BOLD cofluctuation ‘events’ are predicted from static functional connectivity

• Published in: NeuroImage (Orlando, Fla.) Vol. 260; p. 119476
• Main Authors: Ladwig, Zach, Seitzman, Benjamin A., Dworetsky, Ally, Yu, Yuhua, Adeyemo, Babatunde, Smith, Derek M., Petersen, Steven E., Gratton, Caterina
• Format: Journal Article
• Language: English
• Published: United States Elsevier Inc 15.10.2022; Elsevier Limited; Elsevier
• Subjects: Brain - diagnostic imaging; Brain mapping; Brain Mapping - methods; Cofluctuations; Datasets; Events; Functional magnetic resonance imaging; Humans; Magnetic Resonance Imaging - methods; Networks; Neural networks; Neural Pathways; Neuroimaging; Physiology; Respiration; Resting-state fMRI; RSFC; Sampling; Simulations; Resting-state fMRI; RSFC; Simulations; Networks; Events; Cofluctuations
• ISSN: 1053-8119; 1095-9572; 1095-9572
• DOI: 10.1016/j.neuroimage.2022.119476

•Past results suggested high cofluctuation BOLD “events” drive fMRI functional connectivity, FC.•Here, events were examined in both real fMRI data and a stationary null model to test this idea.•In real data, >50% of BOLD timepoints show high modularity and similarity to time-averaged FC.•Stationary null models identified events with similar behavior to real data.•Events may not be a transient driver of static FC, but rather an expected outcome of it.
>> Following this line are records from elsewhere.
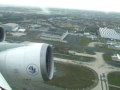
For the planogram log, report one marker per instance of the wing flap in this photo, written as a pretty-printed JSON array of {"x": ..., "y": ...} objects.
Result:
[{"x": 3, "y": 83}]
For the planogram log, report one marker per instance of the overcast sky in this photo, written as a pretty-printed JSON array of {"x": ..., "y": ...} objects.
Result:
[{"x": 97, "y": 5}]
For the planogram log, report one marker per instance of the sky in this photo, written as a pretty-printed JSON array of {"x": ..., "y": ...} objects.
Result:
[{"x": 96, "y": 5}]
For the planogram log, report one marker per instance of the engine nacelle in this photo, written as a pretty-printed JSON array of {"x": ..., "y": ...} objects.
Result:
[
  {"x": 26, "y": 62},
  {"x": 2, "y": 34}
]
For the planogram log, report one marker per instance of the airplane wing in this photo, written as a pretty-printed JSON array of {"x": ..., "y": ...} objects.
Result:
[{"x": 3, "y": 84}]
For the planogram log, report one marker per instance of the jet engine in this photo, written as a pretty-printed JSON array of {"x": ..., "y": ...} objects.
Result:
[
  {"x": 2, "y": 34},
  {"x": 33, "y": 62}
]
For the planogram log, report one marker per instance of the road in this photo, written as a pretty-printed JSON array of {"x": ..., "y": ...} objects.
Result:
[{"x": 99, "y": 65}]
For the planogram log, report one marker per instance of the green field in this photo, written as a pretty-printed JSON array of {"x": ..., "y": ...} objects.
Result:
[
  {"x": 73, "y": 77},
  {"x": 114, "y": 79}
]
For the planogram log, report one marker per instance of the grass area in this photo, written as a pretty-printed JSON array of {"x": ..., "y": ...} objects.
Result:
[
  {"x": 107, "y": 57},
  {"x": 113, "y": 88},
  {"x": 75, "y": 57},
  {"x": 114, "y": 79},
  {"x": 73, "y": 77},
  {"x": 85, "y": 41}
]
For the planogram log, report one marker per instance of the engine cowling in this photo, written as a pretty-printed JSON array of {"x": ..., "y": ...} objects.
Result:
[
  {"x": 2, "y": 34},
  {"x": 26, "y": 62}
]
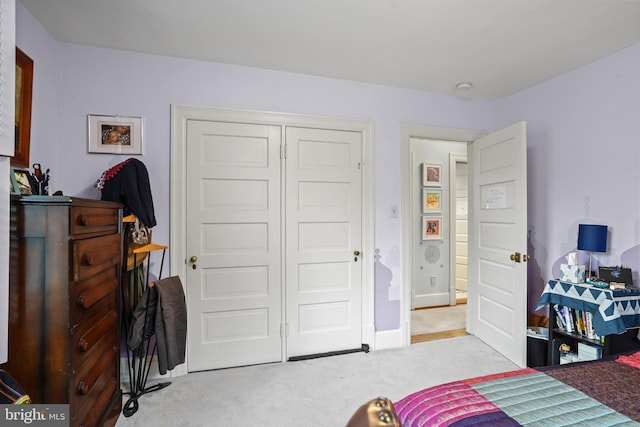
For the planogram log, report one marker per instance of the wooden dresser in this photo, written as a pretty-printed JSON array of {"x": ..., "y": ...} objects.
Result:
[{"x": 65, "y": 257}]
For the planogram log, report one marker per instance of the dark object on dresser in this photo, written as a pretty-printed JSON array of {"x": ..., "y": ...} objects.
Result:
[{"x": 65, "y": 256}]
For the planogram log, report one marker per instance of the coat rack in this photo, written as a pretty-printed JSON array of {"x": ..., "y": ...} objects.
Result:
[{"x": 134, "y": 286}]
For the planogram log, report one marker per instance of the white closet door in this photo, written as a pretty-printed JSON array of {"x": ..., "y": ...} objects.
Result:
[
  {"x": 233, "y": 230},
  {"x": 323, "y": 237}
]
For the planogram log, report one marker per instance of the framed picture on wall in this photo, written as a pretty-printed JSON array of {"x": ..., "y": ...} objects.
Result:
[
  {"x": 431, "y": 175},
  {"x": 23, "y": 182},
  {"x": 431, "y": 200},
  {"x": 115, "y": 134},
  {"x": 431, "y": 228}
]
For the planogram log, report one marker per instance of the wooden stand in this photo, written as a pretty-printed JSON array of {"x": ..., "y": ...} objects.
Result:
[{"x": 139, "y": 359}]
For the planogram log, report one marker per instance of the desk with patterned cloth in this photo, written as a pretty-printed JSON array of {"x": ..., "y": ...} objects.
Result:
[{"x": 613, "y": 311}]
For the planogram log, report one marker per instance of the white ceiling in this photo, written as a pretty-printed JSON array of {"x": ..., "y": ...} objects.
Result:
[{"x": 501, "y": 46}]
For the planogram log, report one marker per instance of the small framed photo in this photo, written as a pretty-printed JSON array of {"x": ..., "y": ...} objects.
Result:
[
  {"x": 13, "y": 184},
  {"x": 431, "y": 175},
  {"x": 431, "y": 200},
  {"x": 23, "y": 182},
  {"x": 431, "y": 228},
  {"x": 115, "y": 134}
]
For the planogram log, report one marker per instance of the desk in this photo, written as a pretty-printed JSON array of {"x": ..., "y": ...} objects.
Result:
[{"x": 614, "y": 312}]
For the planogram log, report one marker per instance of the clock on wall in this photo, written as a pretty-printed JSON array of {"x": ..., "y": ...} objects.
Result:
[{"x": 432, "y": 254}]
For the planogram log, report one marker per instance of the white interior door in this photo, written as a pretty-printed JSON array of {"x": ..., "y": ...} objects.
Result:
[
  {"x": 497, "y": 311},
  {"x": 323, "y": 241},
  {"x": 246, "y": 190},
  {"x": 234, "y": 231}
]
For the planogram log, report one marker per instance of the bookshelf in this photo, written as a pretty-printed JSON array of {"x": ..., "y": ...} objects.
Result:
[
  {"x": 610, "y": 344},
  {"x": 579, "y": 314}
]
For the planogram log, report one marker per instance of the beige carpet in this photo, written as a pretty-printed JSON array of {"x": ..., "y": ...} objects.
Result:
[
  {"x": 321, "y": 392},
  {"x": 439, "y": 319}
]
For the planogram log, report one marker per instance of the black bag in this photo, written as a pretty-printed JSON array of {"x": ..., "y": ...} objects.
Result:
[{"x": 10, "y": 391}]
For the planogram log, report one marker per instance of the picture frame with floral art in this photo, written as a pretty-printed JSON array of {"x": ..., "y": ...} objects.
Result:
[
  {"x": 115, "y": 134},
  {"x": 432, "y": 228},
  {"x": 13, "y": 184},
  {"x": 431, "y": 175},
  {"x": 24, "y": 182},
  {"x": 431, "y": 200}
]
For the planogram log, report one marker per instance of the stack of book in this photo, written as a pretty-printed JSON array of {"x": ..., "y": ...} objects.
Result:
[
  {"x": 575, "y": 321},
  {"x": 587, "y": 351}
]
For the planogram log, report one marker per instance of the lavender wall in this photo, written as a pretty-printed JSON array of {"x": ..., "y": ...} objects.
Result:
[
  {"x": 583, "y": 162},
  {"x": 73, "y": 81}
]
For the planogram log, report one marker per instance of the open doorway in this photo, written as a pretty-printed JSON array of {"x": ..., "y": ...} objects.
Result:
[{"x": 443, "y": 293}]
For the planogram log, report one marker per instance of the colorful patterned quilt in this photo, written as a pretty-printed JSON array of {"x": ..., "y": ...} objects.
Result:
[{"x": 600, "y": 393}]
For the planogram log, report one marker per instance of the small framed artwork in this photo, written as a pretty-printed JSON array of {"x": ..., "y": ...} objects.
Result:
[
  {"x": 431, "y": 228},
  {"x": 13, "y": 184},
  {"x": 23, "y": 181},
  {"x": 431, "y": 175},
  {"x": 115, "y": 134},
  {"x": 431, "y": 200}
]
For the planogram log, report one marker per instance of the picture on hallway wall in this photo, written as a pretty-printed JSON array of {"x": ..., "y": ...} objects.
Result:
[
  {"x": 431, "y": 201},
  {"x": 431, "y": 228},
  {"x": 431, "y": 175}
]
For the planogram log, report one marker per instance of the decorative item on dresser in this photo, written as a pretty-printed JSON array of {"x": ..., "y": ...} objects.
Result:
[{"x": 65, "y": 257}]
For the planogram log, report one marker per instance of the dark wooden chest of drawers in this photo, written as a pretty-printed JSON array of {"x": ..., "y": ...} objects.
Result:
[{"x": 65, "y": 257}]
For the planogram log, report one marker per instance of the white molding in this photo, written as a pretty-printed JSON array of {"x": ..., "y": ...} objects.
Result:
[
  {"x": 389, "y": 339},
  {"x": 181, "y": 114},
  {"x": 406, "y": 133},
  {"x": 454, "y": 159}
]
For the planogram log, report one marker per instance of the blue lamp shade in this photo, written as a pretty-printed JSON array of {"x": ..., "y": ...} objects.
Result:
[{"x": 592, "y": 238}]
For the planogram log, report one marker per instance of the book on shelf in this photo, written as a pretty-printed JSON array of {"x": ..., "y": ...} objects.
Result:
[{"x": 575, "y": 321}]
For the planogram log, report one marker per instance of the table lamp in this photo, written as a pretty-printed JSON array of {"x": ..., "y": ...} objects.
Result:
[{"x": 592, "y": 238}]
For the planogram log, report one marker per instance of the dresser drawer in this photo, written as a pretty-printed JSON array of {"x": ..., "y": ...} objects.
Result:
[
  {"x": 93, "y": 294},
  {"x": 94, "y": 387},
  {"x": 92, "y": 255},
  {"x": 85, "y": 220}
]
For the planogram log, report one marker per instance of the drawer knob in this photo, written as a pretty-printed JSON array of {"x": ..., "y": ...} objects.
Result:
[
  {"x": 83, "y": 388},
  {"x": 87, "y": 258}
]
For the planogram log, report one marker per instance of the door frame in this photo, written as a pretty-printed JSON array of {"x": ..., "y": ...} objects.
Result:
[
  {"x": 454, "y": 159},
  {"x": 406, "y": 133},
  {"x": 181, "y": 114}
]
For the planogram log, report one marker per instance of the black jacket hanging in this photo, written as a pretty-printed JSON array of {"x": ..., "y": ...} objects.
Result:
[{"x": 128, "y": 183}]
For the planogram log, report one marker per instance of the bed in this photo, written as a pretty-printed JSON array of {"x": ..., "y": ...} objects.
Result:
[{"x": 599, "y": 393}]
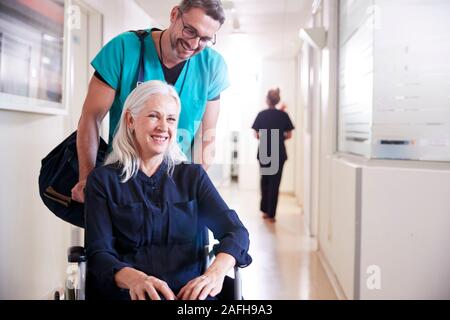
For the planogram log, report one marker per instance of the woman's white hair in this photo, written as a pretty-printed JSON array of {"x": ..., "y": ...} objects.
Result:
[{"x": 124, "y": 151}]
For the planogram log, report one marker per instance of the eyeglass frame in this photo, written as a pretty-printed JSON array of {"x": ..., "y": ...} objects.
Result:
[{"x": 191, "y": 29}]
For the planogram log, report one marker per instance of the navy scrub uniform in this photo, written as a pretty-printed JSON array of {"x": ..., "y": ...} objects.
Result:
[
  {"x": 272, "y": 119},
  {"x": 153, "y": 224}
]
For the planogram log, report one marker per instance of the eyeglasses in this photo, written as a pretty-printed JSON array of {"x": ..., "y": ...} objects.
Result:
[{"x": 191, "y": 33}]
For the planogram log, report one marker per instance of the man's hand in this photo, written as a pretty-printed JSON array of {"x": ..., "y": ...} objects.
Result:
[{"x": 78, "y": 191}]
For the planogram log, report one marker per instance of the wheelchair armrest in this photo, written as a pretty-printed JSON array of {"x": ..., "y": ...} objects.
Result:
[{"x": 76, "y": 254}]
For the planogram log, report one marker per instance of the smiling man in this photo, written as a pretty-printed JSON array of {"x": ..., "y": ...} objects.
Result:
[{"x": 182, "y": 56}]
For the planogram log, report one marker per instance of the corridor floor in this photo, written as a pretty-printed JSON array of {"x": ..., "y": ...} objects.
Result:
[{"x": 284, "y": 266}]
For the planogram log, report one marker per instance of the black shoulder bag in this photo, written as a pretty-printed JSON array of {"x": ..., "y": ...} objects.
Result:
[{"x": 59, "y": 169}]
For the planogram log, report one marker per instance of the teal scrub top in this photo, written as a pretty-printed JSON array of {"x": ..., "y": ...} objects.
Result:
[{"x": 205, "y": 76}]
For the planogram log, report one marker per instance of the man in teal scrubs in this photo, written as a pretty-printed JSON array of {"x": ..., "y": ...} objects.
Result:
[{"x": 182, "y": 56}]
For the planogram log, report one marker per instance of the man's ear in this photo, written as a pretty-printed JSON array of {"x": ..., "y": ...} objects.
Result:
[{"x": 174, "y": 14}]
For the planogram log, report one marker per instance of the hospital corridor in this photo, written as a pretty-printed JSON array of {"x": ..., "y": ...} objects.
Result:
[{"x": 307, "y": 142}]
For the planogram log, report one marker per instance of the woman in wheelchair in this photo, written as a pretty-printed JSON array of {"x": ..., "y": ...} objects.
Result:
[{"x": 145, "y": 210}]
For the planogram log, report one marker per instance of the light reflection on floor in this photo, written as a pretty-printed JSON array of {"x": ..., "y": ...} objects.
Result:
[{"x": 284, "y": 266}]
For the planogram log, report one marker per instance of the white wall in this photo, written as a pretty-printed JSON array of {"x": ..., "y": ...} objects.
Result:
[
  {"x": 33, "y": 242},
  {"x": 405, "y": 219},
  {"x": 390, "y": 214}
]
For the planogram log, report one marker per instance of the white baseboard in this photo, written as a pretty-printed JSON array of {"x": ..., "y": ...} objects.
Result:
[{"x": 332, "y": 277}]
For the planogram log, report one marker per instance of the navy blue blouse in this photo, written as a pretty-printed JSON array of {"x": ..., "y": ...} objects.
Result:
[{"x": 155, "y": 224}]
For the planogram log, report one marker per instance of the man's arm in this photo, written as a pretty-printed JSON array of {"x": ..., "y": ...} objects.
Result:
[
  {"x": 205, "y": 151},
  {"x": 98, "y": 101}
]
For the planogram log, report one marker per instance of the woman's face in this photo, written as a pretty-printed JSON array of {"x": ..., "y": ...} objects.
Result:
[{"x": 155, "y": 126}]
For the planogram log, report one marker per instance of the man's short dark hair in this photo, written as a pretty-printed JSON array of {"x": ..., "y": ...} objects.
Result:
[{"x": 213, "y": 8}]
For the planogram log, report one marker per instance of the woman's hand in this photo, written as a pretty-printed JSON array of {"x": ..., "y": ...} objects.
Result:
[
  {"x": 141, "y": 284},
  {"x": 209, "y": 284}
]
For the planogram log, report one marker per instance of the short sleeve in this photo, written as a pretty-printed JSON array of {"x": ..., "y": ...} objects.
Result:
[
  {"x": 288, "y": 123},
  {"x": 219, "y": 79},
  {"x": 257, "y": 123},
  {"x": 109, "y": 61}
]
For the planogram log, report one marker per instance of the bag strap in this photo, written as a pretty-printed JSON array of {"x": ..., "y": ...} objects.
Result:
[{"x": 141, "y": 34}]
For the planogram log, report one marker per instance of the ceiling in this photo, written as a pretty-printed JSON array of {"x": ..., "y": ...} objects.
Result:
[{"x": 271, "y": 26}]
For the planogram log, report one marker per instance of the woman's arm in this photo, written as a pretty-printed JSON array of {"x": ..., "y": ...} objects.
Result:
[{"x": 233, "y": 241}]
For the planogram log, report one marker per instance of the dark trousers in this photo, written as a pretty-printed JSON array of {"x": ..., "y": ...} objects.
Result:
[{"x": 270, "y": 187}]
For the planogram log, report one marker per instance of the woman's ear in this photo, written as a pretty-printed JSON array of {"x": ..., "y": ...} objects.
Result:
[
  {"x": 129, "y": 120},
  {"x": 174, "y": 14}
]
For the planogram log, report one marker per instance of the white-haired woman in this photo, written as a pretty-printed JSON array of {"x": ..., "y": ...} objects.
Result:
[{"x": 145, "y": 210}]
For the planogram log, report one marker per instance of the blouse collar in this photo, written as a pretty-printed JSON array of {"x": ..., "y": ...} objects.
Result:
[{"x": 156, "y": 176}]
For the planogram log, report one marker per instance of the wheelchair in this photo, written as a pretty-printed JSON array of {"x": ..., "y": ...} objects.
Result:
[{"x": 75, "y": 288}]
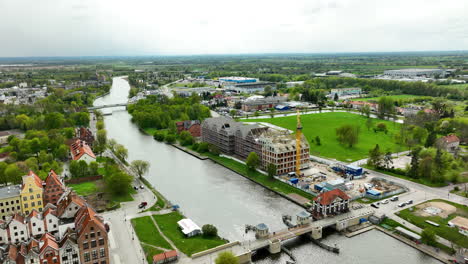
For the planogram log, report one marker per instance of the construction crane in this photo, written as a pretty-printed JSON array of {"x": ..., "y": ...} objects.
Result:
[{"x": 298, "y": 144}]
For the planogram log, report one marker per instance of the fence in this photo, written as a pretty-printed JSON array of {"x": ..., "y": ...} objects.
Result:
[{"x": 83, "y": 179}]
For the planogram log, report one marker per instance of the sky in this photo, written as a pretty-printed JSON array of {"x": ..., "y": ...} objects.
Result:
[{"x": 188, "y": 27}]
Recent work identified single time points (“events”) of high regional cofluctuation in functional Magnetic Resonance Imaging (fMRI) which contain more large-scale brain network information than other, low cofluctuation time points. This suggested that events might be a discrete, temporally sparse signal which drives functional connectivity (FC) over the timeseries. However, a different, not yet explored possibility is that network information differences between time points are driven by sampling variability on a constant, static, noisy signal. Using a combination of real and simulated data, we examined the relationship between cofluctuation and network structure and asked if this relationship was unique, or if it could arise from sampling variability alone. First, we show that events are not discrete – there is a gradually increasing relationship between network structure and cofluctuation; ∼50% of samples show very strong network structure. Second, using simulations we show that this relationship is predicted from sampling variability on static FC. Finally, we show that randomly selected points can capture network structure about as well as events, largely because of their temporal spacing. Together, these results suggest that, while events exhibit particularly strong representations of static FC, there is little evidence that events are unique timepoints that drive FC structure. Instead, a parsimonious explanation for the data is that events arise from a single static, but noisy, FC structure.